3. Vishing and Smishing

Vishing (Voice Phishing) involves a phone conversation—typically the phisher will pretend to be calling as a scam investigator for a credit card company or a bank familiar to the victim. The criminal then claims that the victim’s account has been breached and they have to share the credentials with the investigator for the account reset.
Smishing (SMS Phishing) involves sending of a usual SMS instead of an Email. Messages often come with a link to click with a persuasive text such as a coupon for a discount.

4. Angler Phishing

These use social media accounts that are purportedly for a well-known company. Criminals make the account resemble the legitimate as much as they can, with the same profile picture and any other details they can forge.
Criminals take advantage of the clients’ tendency to male inquiries, complaints via the social media platforms of certain companies. They therefore setup a legitimate-looking handle and wait for unsuspicious users to send in their queries. When the criminals receive the queries, they ask for personal information and finally they achieve their goals.

5. Whaling/CEO Fraud

Cyber criminals do their research to find out the names that the organization’s CEO or another senior member of leadership uses to communicate with the other employees. They then impersonate the CEO and send messages to affiliated companies or employees asking for a money transfer or some other important information that would not otherwise be shared.

Tips To Avoid Phishing

Phishing as discussed above, uses someone within the company as a medium to the attack. Recent phishing attacks are however very sophisticated that employees may still fails to detect them.

1. Train Employees

The most sophisticated tools in place may fail if the first line of defense (employees) are not aware of the evolving nature of phishing. It is paramount for every organization to often have training sessions for the employees to get acquainted with the basic practices of identifying phishing attempts and report them to the security teams.

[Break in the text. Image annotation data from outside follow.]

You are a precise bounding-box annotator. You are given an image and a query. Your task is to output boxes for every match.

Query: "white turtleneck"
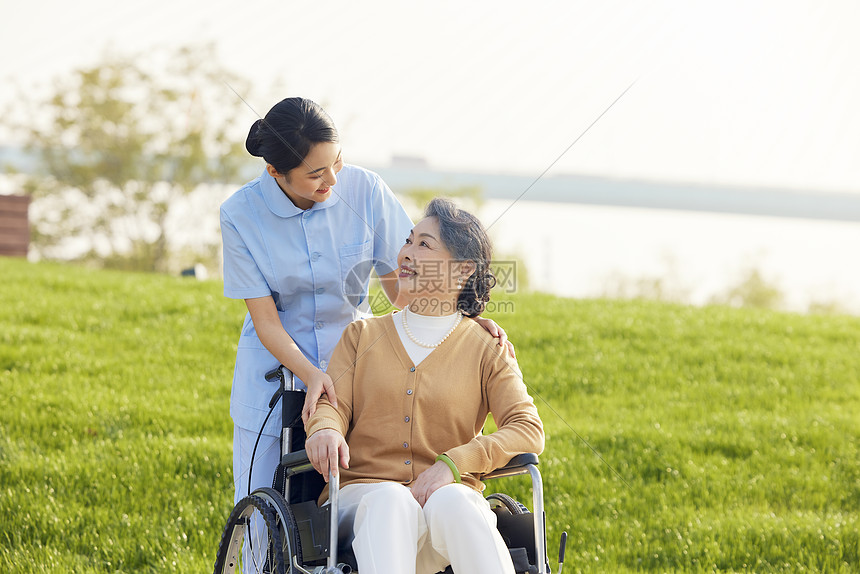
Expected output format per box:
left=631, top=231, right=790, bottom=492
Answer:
left=394, top=307, right=459, bottom=366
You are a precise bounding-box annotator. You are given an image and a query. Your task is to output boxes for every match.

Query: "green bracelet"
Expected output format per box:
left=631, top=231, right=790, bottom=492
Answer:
left=436, top=454, right=463, bottom=484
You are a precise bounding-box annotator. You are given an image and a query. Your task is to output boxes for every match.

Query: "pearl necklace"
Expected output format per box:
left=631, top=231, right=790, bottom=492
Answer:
left=400, top=305, right=463, bottom=349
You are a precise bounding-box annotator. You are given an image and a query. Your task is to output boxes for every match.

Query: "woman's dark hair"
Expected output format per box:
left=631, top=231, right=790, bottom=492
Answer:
left=424, top=197, right=496, bottom=317
left=245, top=98, right=338, bottom=175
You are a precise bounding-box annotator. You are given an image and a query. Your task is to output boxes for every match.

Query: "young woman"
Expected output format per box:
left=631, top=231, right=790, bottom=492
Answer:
left=306, top=199, right=544, bottom=574
left=221, top=98, right=506, bottom=501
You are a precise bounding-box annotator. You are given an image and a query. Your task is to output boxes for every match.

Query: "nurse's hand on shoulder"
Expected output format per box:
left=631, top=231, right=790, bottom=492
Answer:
left=412, top=460, right=454, bottom=508
left=302, top=369, right=337, bottom=424
left=305, top=429, right=349, bottom=482
left=475, top=317, right=517, bottom=359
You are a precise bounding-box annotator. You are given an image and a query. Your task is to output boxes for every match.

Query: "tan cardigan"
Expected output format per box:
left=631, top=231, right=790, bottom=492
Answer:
left=305, top=314, right=544, bottom=501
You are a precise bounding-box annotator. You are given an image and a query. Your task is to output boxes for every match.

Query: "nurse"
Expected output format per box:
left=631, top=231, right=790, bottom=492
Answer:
left=221, top=98, right=510, bottom=502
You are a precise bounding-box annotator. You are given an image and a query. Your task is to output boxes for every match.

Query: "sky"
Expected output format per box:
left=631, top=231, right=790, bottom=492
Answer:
left=0, top=0, right=860, bottom=193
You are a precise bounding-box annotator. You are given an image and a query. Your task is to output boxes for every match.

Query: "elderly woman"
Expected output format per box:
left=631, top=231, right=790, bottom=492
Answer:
left=306, top=199, right=544, bottom=574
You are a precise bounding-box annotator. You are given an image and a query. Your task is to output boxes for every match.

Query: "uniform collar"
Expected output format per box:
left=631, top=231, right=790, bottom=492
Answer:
left=260, top=170, right=340, bottom=217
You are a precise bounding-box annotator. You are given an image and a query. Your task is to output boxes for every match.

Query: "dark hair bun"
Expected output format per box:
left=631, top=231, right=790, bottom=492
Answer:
left=245, top=119, right=263, bottom=157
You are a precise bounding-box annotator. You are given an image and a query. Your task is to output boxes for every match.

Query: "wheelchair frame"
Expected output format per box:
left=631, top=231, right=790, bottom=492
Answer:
left=215, top=365, right=556, bottom=574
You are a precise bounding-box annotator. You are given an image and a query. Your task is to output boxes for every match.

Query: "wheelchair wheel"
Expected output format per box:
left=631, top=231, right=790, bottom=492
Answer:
left=215, top=495, right=286, bottom=574
left=254, top=488, right=304, bottom=573
left=487, top=492, right=529, bottom=514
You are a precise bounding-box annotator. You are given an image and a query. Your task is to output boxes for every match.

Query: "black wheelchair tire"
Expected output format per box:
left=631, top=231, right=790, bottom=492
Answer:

2. Install Security Patch updates regularly

Software companies keep revising their products to identify and correct possible vulnerabilities. It is essential to always run updates in order to get the most recent security patches for every software on your computer.

3. Use Email Filters

Email filters can scan for additional risks such as attempted phishing. Criminals also usually hide malicious code in active contents and Email filters can help detect such.

4. Implement Multi-Factor Authentication

Phishing often intends to steal account credentials. Using MFA will protect your account from being accessed without your consent.

5. Endpoint monitoring and Protection

Remote workforce introduces a high risk of insecure endpoints. Cybercriminals target endpoints to get access to company’s data. Security teams must make it a priority to always monitor endpoints for security threats and implement possible solutions to secure them.